Table 4 Mean concentration of heavy metals in Fistulina hepatica fruiting body and their substrate (mg/kg d.w)

Table 5 Mean concentration of heavy metals in Armillariella mellea fruiting body and their substrate (mg/kg d.w)

The content of heavy metals of the fruiting bodies of Pleurotus ostreatus ranged from 1.08 to 1.81, 11.8–12.4, 284–387, 1.29–1.85, 10.2–12.5, 37.9–41.3, 2.57–2.79 and 0.87–0.95 mg/kg d.w. for Cr, Mn, Fe, Ni, Cu, Zn, Se and Cd, respectively. The Pb concentration in the same samples was determined only in the sample collected in the vicinity of the metal smelter.

The content of heavy metals of the fruiting bodies of Lycoperdon perlatum ranged from 1.87 to 1.94, 12.6–13.9, 623–782, 1.83–1.96, 10.2–11.8. 127–134, 14.2–15.4, 1.58–1.64 and 0.71–3.47 mg/kg d.w. for Cr, Mn, Fe, Ni, Cu, Zn, Se, Cd and Pb, respectively.

The heavy metals levels in Fistulina hepatica fruiting bodies ranged from 1.10 to 1.65, 10.42–11.00, 223–352, 0.92–1.32, 9.02–10.45, 40.60–45.60, 2.15–2.35 and 0.52–0.70 mg/kg d.w. for Cr, Mn, Fe, Ni, Cu, Zn, Se and Cd, respectively. The Pb level, 0.80 mg/kg d.w., in Fistulina hepatica fruiting body was determined only in the sample collected in the vicinity of the metal smelter.

In Armillariella mellea fruiting bodies the heavy metals level for Cr, Mn, Fe, Ni, Cu, Zn, Se, Cd and Pb, ranged from 0.93 to 1.80, 7.85–10.91, 432–745, 1.02–1.85, 6.43–10.43, 80.5–158.2, 12–08–12.42 and 1.65–7.5 mg/kg d.w.

Amongst the tested species, Zn was the most accumulated by Armillariella mellea (158.20 mg/kg d.w.) collected at 0.5 km from the metal smelter, and was the least accumulated by Pleurotus ostreatus (41.3 mg/kg d.w.) collected at the same distance from the metal smelter. A very low concentration of Mn were obtained in Fistulina hepatica (10.42 mg/kg d.w.) at 10.5 km from the metal smelter and in Armillariella mellea (7.85 mg/kg d.w.) collected samples at the same distance. A comparison between the heavy metals concentrations in mushrooms collected at various distances from the metal smelter is presented in Fig. 1.

Fig. 1

The concentration of heavy metals in mushrooms species at 0.5, 4.5 and 10.5 km distance from metal smelter

By measuring the pH of the soil samples it were found to be a slyghtly acids (pH ranged from 6.35 to 6.90) which is the main reason of the high content in Zn and Fe of Lycoperdon perlatum and Armillariella mellea species.

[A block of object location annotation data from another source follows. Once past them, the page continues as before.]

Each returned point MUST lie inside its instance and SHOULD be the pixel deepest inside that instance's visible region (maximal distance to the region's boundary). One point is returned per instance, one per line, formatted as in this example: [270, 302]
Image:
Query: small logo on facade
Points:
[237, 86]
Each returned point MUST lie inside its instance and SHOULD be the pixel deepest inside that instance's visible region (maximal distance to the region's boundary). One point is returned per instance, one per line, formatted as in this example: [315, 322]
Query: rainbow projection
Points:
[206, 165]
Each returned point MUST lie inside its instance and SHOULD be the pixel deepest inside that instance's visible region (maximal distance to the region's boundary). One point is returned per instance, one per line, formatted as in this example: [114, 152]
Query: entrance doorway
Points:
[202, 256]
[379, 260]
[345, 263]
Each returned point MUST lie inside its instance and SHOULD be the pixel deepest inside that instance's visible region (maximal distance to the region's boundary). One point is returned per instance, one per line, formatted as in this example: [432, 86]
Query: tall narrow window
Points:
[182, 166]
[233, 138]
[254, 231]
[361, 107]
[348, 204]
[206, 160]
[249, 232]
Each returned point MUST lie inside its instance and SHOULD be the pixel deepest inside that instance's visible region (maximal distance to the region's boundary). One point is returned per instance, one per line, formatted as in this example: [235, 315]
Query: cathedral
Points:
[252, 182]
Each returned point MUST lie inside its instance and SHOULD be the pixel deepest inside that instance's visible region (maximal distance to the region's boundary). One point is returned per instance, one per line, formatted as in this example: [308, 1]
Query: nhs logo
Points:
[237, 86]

The heavy metals concentrations obtained in this study in soil and in the fruiting body of the mushrooms were compared with the admitted maximum level of certain contaminants in soil,established by Romanian law 756/1997 (Table 6) and also in foodstuffs, established by the Commission of the European Communities (Commission Regulation [EC] No 1881/2006(Table 7). We can state that the values of some heavy metals such as Cd, Cu, Se, Cr and Fe in soil substrate of Lycoperdon perlatum and Armillariella mellea exceed the intervention levels stipulated in Romanian law. Furthermore, a high concentration of Pb, Cd and Cr was observed in all studied mushrooms species, especially in Lycoperdon perlatum and Armillariella mellea (due the polluted soil habitat) compared with values recommended by Commission Regulation (EC) No 1881/2006.

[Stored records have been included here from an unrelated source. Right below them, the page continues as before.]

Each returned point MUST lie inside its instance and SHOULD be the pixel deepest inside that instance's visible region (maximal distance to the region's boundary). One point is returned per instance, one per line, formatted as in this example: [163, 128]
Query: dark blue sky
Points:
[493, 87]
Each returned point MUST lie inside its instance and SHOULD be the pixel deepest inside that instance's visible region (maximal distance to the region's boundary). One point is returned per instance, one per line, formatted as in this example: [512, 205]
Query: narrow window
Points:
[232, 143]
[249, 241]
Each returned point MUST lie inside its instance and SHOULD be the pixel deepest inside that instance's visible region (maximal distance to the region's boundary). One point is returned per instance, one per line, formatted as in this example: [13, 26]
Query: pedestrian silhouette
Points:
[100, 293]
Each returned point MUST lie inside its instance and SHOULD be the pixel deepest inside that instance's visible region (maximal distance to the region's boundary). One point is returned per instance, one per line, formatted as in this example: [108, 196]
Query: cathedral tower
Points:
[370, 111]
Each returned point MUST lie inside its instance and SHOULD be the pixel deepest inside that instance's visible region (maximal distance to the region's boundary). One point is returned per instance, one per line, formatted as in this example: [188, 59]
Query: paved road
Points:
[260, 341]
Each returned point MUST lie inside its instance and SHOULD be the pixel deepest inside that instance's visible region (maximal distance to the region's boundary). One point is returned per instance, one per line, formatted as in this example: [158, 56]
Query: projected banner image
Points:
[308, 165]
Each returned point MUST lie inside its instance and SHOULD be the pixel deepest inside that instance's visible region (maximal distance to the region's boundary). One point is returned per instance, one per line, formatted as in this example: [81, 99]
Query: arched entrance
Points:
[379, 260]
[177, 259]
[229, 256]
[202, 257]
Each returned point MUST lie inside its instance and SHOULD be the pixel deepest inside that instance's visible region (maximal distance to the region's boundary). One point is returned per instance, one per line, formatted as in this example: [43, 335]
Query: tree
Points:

Table 6 Comparative values of heavy metals levels in soil with maximum levels from Romanian law 756/1997

Table 7 Comparative values of toxic heavy metals in studied edible mushrooms with maximum levels of commission regulation

A heavy metal accumulation takes place in the analysed mushrooms species. The coefficient of accumulation of heavy metals was calculated using relation:

$$ {\text{K}}_{\text{a}} = {\frac{{{\text{C}}_{m} }}{{{\text{C}}_{s} }}}, $$

were: C _m is the concentration of heavy metal in mushroom and C _s is the concentration of heavy metal in mushroom substrate.

The coefficients of accumulation of samples are given in Table 8. The dependency of coefficients of accumulation of Fe and Zn on distance from metal smelter are given in the Fig. 2.

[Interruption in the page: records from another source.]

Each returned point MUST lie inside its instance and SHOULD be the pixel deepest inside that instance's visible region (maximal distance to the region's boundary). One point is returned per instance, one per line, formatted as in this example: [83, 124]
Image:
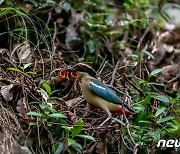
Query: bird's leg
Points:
[109, 116]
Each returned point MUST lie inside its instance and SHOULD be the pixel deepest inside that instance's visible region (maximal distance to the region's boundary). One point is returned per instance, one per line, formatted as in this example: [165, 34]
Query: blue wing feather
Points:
[104, 91]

Table 8 Ka—accumulation coefficient of heavy metals in edible wild mushrooms fruiting body

Fig. 2

The dependency of accumulation coefficients of Fe and Zn on distance from metal smelter

The coefficients of accumulation of Zn are higher for Lycoperdon perlatum and Armillariella mellea mushrooms species (trees bark substrate) and the coefficients of accumulation of Fe are higher only for Pleurotus ostreatus and Fistulina hepatica mushrooms species (soil substrate).